Gli esperti dell’Osservatorio nazionale di Atene/meteo.gr hanno analizzato le serie temporali dell’altezza della neve attraverso il modello numerico CERRA-Land dal 1985 al 2020 nelle 4507 stazioni sciistiche europee. Vi proponiamo un riassunto dell’esito della pubblicazione.
Il turismo invernale rappresenta uno dei principali settori socio-economici dell’Europa, particolarmente nelle regioni montane dove le stazioni sciistiche dipendono dalle condizioni climatiche, sia per la neve naturale sia per la produzione di neve artificiale. Si stima che circa 350 milioni di persone visitino le stazioni sciistiche ogni anno, basandosi sui dati globali del 2017. Tuttavia, molte ricerche degli ultimi decenni hanno messo in guardia sul fatto che il turismo sciistico in Europa stia affrontando una grave minaccia a causa dei cambiamenti climatici, con un conseguente aumento delle temperature e una scarsità di neve naturale a bassa quota. Con questo in mente, il nostro studio si propone di analizzare le tendenze della profondità della neve nelle stazioni sciistiche europee, utilizzando dati di reanalisi.

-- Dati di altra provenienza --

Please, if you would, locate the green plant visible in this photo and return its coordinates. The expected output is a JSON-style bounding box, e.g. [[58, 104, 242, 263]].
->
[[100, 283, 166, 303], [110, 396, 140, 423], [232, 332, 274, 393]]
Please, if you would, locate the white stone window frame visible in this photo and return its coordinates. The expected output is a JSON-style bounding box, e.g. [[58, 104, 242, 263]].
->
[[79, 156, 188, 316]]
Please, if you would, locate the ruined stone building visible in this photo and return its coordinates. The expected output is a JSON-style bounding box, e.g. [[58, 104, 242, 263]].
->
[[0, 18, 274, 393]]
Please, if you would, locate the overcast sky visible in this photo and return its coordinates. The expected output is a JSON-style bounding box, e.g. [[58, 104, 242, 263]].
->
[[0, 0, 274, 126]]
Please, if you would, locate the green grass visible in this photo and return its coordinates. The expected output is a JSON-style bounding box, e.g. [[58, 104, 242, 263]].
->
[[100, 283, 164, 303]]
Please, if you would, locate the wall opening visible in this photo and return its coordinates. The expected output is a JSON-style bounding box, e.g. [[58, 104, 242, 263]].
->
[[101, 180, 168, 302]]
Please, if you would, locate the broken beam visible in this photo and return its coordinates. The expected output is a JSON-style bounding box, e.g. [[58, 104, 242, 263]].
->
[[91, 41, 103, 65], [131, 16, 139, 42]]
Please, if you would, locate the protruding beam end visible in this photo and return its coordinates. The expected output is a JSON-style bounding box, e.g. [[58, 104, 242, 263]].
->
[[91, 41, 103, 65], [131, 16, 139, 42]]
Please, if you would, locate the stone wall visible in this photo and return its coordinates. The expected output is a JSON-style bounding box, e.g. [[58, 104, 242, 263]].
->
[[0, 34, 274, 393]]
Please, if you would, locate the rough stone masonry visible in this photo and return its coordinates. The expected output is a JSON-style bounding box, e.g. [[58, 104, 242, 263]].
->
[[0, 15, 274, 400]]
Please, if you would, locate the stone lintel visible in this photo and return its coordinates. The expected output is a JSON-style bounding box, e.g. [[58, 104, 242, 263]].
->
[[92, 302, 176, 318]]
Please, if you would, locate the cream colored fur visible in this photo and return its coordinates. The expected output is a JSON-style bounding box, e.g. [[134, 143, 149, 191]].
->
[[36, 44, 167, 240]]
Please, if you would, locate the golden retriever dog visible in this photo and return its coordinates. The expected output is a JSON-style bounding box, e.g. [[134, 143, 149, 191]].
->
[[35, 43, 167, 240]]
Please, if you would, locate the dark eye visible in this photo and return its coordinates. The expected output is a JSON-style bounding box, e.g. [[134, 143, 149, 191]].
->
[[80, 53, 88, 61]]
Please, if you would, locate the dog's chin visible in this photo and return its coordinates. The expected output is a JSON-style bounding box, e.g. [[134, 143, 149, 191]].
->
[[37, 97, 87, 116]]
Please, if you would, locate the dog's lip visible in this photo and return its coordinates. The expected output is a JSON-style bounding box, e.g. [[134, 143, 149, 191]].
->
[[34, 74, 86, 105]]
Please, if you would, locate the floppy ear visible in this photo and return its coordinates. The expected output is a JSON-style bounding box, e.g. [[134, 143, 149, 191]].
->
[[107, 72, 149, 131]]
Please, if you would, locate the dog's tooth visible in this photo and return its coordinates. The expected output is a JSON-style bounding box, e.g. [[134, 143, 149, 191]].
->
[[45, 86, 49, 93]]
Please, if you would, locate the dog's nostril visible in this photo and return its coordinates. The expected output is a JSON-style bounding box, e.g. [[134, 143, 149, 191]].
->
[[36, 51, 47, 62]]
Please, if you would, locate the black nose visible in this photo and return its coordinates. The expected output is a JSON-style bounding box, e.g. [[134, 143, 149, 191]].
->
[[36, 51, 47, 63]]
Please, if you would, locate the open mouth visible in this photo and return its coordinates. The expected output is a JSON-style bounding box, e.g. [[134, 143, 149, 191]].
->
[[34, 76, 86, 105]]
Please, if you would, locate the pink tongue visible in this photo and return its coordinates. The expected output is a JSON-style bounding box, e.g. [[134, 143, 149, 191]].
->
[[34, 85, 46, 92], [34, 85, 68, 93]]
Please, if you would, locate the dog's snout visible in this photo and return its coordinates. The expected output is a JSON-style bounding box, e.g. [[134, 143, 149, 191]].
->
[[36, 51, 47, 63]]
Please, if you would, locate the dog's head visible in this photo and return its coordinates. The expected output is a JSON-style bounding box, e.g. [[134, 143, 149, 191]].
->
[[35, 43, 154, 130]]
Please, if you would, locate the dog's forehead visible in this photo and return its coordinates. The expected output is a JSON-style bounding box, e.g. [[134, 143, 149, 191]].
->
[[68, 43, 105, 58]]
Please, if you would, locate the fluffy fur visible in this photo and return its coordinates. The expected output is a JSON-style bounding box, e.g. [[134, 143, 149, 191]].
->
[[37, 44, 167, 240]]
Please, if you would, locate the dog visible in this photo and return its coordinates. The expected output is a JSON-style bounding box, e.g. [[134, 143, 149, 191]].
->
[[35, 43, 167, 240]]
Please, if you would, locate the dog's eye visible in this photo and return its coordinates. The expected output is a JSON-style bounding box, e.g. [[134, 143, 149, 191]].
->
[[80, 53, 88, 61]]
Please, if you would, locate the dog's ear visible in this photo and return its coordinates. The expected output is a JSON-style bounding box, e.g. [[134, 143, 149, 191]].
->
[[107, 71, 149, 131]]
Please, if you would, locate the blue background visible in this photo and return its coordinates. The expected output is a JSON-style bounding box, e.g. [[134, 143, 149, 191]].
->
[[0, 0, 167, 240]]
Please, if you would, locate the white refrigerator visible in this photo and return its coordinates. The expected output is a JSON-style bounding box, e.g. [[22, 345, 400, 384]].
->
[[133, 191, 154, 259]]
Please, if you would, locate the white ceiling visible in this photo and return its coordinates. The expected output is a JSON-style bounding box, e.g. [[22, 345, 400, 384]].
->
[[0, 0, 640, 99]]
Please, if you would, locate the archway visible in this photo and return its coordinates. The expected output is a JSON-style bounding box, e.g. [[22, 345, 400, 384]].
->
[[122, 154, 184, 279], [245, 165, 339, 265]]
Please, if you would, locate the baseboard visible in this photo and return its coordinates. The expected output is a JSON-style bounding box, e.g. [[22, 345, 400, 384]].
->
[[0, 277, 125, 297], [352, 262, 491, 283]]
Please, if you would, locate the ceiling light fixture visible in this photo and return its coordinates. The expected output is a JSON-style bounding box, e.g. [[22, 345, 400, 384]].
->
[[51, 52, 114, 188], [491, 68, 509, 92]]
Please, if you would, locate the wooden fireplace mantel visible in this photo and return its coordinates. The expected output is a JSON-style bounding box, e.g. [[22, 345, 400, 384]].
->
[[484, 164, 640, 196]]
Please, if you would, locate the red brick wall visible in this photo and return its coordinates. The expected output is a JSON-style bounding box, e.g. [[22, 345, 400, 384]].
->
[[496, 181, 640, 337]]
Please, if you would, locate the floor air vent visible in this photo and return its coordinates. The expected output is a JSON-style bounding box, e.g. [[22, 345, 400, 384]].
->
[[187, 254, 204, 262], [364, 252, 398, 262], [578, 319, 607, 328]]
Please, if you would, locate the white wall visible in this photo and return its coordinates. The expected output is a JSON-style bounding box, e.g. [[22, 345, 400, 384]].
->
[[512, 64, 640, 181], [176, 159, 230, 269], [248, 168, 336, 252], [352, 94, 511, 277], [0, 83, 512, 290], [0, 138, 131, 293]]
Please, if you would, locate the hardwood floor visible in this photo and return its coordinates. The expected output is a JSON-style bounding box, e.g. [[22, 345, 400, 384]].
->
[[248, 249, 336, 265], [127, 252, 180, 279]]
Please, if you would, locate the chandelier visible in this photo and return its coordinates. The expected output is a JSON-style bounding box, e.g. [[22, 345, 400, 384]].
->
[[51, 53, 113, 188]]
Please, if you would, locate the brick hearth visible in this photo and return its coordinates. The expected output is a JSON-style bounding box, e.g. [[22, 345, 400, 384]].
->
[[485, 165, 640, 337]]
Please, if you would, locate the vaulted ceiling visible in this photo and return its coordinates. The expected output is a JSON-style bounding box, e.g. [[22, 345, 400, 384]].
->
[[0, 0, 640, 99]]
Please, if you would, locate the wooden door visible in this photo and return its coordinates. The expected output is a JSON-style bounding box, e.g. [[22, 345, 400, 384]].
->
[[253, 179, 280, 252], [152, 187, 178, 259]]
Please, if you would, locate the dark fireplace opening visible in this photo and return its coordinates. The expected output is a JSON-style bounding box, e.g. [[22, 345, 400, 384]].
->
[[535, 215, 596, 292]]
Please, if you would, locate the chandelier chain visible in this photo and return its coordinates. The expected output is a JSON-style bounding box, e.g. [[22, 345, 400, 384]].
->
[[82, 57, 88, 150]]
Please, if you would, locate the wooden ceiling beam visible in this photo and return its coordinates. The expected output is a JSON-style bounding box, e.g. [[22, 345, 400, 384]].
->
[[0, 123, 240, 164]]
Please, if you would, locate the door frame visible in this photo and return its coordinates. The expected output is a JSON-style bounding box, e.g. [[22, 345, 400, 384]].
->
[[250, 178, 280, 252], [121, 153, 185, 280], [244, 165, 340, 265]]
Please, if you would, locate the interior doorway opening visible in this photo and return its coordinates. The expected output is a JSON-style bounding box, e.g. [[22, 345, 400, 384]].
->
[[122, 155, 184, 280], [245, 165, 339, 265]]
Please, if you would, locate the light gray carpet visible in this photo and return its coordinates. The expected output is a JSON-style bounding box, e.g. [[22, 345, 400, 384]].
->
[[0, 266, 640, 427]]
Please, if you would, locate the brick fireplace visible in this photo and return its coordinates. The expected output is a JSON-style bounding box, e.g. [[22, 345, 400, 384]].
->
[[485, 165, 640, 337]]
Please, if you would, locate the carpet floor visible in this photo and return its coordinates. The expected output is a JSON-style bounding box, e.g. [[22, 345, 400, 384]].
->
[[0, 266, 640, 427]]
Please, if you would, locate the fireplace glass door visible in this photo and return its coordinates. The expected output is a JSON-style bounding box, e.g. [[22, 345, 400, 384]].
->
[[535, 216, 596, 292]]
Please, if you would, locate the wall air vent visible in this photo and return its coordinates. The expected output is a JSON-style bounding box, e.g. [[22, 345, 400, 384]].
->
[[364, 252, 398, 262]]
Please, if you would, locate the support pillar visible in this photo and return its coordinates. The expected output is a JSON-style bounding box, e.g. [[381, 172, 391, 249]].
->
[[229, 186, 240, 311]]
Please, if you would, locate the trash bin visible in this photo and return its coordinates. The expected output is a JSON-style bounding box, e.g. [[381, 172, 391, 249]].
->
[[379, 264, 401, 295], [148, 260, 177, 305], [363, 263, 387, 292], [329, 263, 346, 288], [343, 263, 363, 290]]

Il modello di reanalisi utilizzato: CERRA-Land
Il dataset CERRA-Land (Copernicus European Regional Re-Analysis Land) è stato il pilastro della nostra analisi per studiare la profondità massima della neve dal 1985 al 2020. Questo modello di reanalisi, fornito dal servizio di Cambiamento Climatico Copernicus, si è dimostrato efficace nello descrivere l’evoluzione mensile della neve, soprattutto nelle Alpi.
Trend di profondità della neve e metodologia
Per la nostra analisi, abbiamo utilizzato un test non parametrico Mann–Kendall per individuare tendenze significative nella profondità della neve tra il 1985 e il 2020. Questo test si è rivelato particolarmente efficace con dati non normalmente distribuiti, una condizione spesso riscontrata nelle serie temporali della profondità della neve.
Risultati principali
Le nostre scoperte hanno evidenziato tendenze decrescenti significative per la profondità della neve in tutte le stagioni, con la primavera che mostra il calo maggiore. La maggior parte delle stazioni sciistiche europee ha registrato un calo nella profondità della neve, specialmente quelle situate a meno di 1000 m di altitudine. Le tendenze nella profondità della neve durante il periodo critico attorno al Natale hanno mostrato che la maggior parte delle stazioni sciistiche ha sperimentato una riduzione significativa della neve naturale, sebbene alcune aree, come le Alpi occidentali e la Norvegia meridionale, abbiano mostrato un trend crescente.
Discussione e conclusioni
I nostri risultati, basati sui dati di reanalisi CERRA-Land, confermano tendenze decrescenti nella profondità della neve in molte regioni europee, con particolari implicazioni per l’industria del turismo invernale. L’industria sciistica europea ha affrontato crescenti sfide nelle ultime decadi a causa della diminuzione della neve naturale. Nonostante le nuove prassi operative per la produzione di neve artificiale, anche queste soluzioni sono influenzate dalle condizioni meteorologiche locali. Inoltre, non tutte le stazioni sciistiche hanno le risorse naturali per rispondere alla crescente domanda di produzione di neve artificiale. Con queste sfide in vista, è essenziale considerare soluzioni sostenibili e adattamenti per garantire la longevità del settore turistico invernale in Europa.